That’s what the name of the song confirms: everybody’s talking (at me)… The Global Watch people are talking through their reporting, but there is nothing, as in no responding at all. The Guyana government is talking in its own defense, and so did the country’s opposition through increasing its attacks, but still the deep, unmoving silence continues.
A host of other contributors have added voices and endless streams of opinions, positions, and criticisms–all intended to be seen as objective and authoritative–and there is not any stirring from the target that is mocked and vilified, denounced and insulted. Where is ExxonMobil in all of this?
There is its record of releases in the media before the world of what it has been about, and there is nothing about that dismal Guyanese contract, no official reaction to scorching developments.
Exxon has been content to speak of the things that are settled and finished, as far as it is concerned: earnings and profits and dividends, spending plans, and the rest of its multifaceted strategic visions.
It steadfastly refuses to be drawn into the debate, or any defending of its oil deal with Guyana.
Shabby and sickening, it is called, and a monument to extreme corporate banditry, especially of the unsuspecting and vulnerable. It is a position from which, we at this paper will not budge but will keep trumpeting to the heavens (and all the way to hell, if necessary).
Exxon has shown that it is untouched by the verbal and written missiles that rain hourly, and which demonizes its contractual terms relative to Guyana and its oil.
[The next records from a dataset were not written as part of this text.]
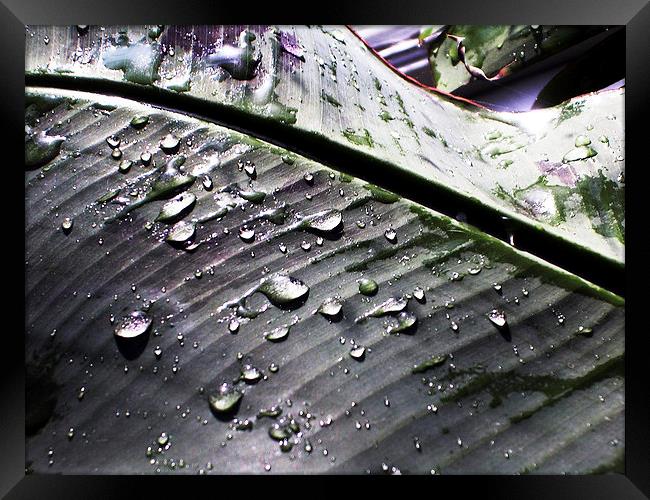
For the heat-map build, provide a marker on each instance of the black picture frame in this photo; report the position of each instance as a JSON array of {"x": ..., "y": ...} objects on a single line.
[{"x": 634, "y": 14}]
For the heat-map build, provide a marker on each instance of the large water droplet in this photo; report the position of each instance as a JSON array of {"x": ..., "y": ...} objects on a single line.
[
  {"x": 133, "y": 325},
  {"x": 405, "y": 321},
  {"x": 176, "y": 207},
  {"x": 170, "y": 144},
  {"x": 392, "y": 305},
  {"x": 250, "y": 374},
  {"x": 181, "y": 232},
  {"x": 278, "y": 334},
  {"x": 282, "y": 289},
  {"x": 327, "y": 221}
]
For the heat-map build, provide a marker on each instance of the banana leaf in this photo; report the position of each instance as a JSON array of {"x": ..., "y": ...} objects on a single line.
[
  {"x": 499, "y": 50},
  {"x": 291, "y": 319},
  {"x": 558, "y": 171}
]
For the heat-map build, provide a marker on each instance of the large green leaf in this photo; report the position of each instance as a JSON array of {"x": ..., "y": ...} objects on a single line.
[
  {"x": 457, "y": 392},
  {"x": 499, "y": 49},
  {"x": 546, "y": 168}
]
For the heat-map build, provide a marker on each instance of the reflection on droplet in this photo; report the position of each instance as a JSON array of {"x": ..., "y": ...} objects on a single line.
[
  {"x": 368, "y": 287},
  {"x": 498, "y": 318},
  {"x": 330, "y": 307},
  {"x": 170, "y": 143},
  {"x": 225, "y": 399},
  {"x": 246, "y": 234},
  {"x": 66, "y": 225},
  {"x": 390, "y": 235},
  {"x": 133, "y": 325}
]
The allegations range from stalking to overpowering to date raping, as insisted upon by the positions rushing forth from Guyanese pundits, prestige American media sources, and oil industry watchers, among countless others.
There are few saying or standing for any of the morsels enshrined in that Exxon contract, as highlighted by Global Watch. Chatham House took a thrust, and so does a thin band of Guyanese, who risk the rage of the roiled when they dare to say –it is over, move on, bide time, and then pounce, when the circumstances are favourable.
On the other hand, very few Guyanese are interested. None has the time of day for any sort of rationalizing any element of the detested contract. Almost the entire population of Guyana is up in arms. Even the outsiders are on the march and they come equipped with fearsome broadswords and battleaxes.
From beyond the horizon, like Genghis and Timur and Batu Khan, Global Watch emerged out of nowhere as the newest leader of the pack that howls at high notes. The outside missile launchers have struck nerve and sinew, with severe flinching occurring at this most sensitive of elections times.
And still ExxonMobil remains shrouded in thick, impenetrable, and untroubled silence. As the provisions of the contract relationship between Exxon and Guyana are emphasized and attacked, the company has responded in the manner that characterizes adversarial proceedings taken before the bar.
In the time-honoured manner, there has been not one word, not from senior leadership, not from its corporate press office, not from any of its sizable investors, who usually step forward to register objections to things environmental and about child labour and human rights and the rest. When money, big money, is involved, the word is mum.
That silence is inviolable on the pain of death, as any good defense counsel would instruct. Do not be so sure of position that the temptation to speak on behalf of self with one’s own side of the story is overwhelming.
But the authoritative guidance and insistence from its army of highly skilled attorneys must be that self-defense could lead to the self-incriminating. Stay cool, stay quiet, which is exactly what Exxon is doing.
We in Guyana have no need to any such cover, and we at this paper have no interest in being quiet. We challenge Exxon to do what is fair and reasonable, what is equitable and just. Invite Guyana back to the table of renegotiation, genuinely partner with its agents, and come up with a formula that is more balanced and more rewarding to Guyana, which could be more self-respecting for all Guyanese.
Even as we insist upon this, we recognize full well that Exxon will walk away with a pirate’s haul, for such is the vast richness of what comes out of the Guyanese ground. But, with renegotiation, the company gets to build some precious goodwill, while it gives Guyanese something for which to cheer excitedly about, and on which it could erect a solid and stable future, a real one.
Iike the song said, “banking over the northeast winds…” could lead somewhere positive. It is needed.